It’s important to note that I love jrpgs. They are likely my favorite genre in spite of their issues, and going by sheer number of hours, they are my home in the world of video games. That being said, there are issues, and places where jrpgs include game mechanics that are (to me, at least) just plain unfun. So lets talk about one of those mechanics: random encounters.
A lot of what I talk about in these musings will overlap, so I’ll try not to get too far ahead of myself and wind up taking about everything at the same time. Now, to the meat and potatoes. For me, jrpgs have always been about the story. Even simple games like Final Fantasy (NES) were something I played to experience the tale of. Sure, most of them are convoluted messes, but I grew up with that and still like it. But when I’m trying to enjoy a story, or get the story to advance, the last thing I want is random encounters.
Just imagine it; you’re reading a book, the characters are making their way to the next important event in the story, and the book tells you to “slow down buddy, you need to do some boring and simple math problems before you get to read anymore.” Who would even read that? Apparently me, when I was 17 and younger. But that’s not the point – the point is that I’m not 17 anymore, and games aren’t what they were when I was. It’s time for jrpgs to grow up with me.
The genre of jrpgs doesn’t need to die, it needs to learn and grow. When encounters are random, they are meaningless. If fantasy books forced you to slog through boring (but admittedly usually brief) descriptions of the heroes slaughtering every animate flora and fauna every time they went anywhere, fantasy would have died out ages ago.
This isn’t an argument against repetitive fighting experiences in games. Action and brawler games are built on progressing through the same fight over and over again. But that’s the catch: the progress is tied to the fight, the fight doesn’t stop you in your tracks while you try to forge ahead.
Now, it wouldn’t be fair for me to complain without proposing a solution, so here it is: scrap random encounters, and make each fight more interesting and have a real point to it. Give me a reason to fight, and an engaging way to do it.
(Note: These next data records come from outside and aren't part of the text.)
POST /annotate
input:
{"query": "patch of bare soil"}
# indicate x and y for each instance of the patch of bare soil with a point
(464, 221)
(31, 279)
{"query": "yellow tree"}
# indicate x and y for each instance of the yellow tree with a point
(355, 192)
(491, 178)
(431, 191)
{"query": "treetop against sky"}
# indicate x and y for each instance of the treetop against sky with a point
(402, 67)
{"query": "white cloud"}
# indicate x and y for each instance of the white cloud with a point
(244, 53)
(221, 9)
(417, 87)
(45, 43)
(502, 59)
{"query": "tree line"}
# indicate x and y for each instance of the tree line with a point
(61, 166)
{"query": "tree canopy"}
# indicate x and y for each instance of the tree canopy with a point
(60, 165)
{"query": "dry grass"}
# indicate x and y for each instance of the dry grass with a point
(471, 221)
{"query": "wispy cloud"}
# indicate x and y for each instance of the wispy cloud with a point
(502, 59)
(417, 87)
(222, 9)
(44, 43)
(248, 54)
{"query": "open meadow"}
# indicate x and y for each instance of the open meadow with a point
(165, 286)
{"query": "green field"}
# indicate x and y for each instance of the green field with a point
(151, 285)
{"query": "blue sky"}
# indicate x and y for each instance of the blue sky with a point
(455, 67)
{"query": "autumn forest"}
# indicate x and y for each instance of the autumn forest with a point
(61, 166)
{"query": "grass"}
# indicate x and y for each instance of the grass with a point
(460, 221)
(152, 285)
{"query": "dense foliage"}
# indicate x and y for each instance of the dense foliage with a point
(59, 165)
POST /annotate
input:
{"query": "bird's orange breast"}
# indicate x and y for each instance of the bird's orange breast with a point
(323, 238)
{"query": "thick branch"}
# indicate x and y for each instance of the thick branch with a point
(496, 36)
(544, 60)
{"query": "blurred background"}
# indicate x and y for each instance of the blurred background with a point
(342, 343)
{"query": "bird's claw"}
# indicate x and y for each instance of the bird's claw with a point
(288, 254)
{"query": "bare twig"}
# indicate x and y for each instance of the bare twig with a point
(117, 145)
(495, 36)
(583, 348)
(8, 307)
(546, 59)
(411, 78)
Look at Megaman X: give me resources I can afford to lose in the course of learning so that I can figure out the correct strategy. Look at Shadow of the Colossus: give me tense, epic battles that are the point of the game instead of a distraction from it. Look at Live A Live: give me a hundred enemies and let me kill all, or none, or some – but each and every one has a place and a purpose. I know it’s possible, and I want to play it so very bad.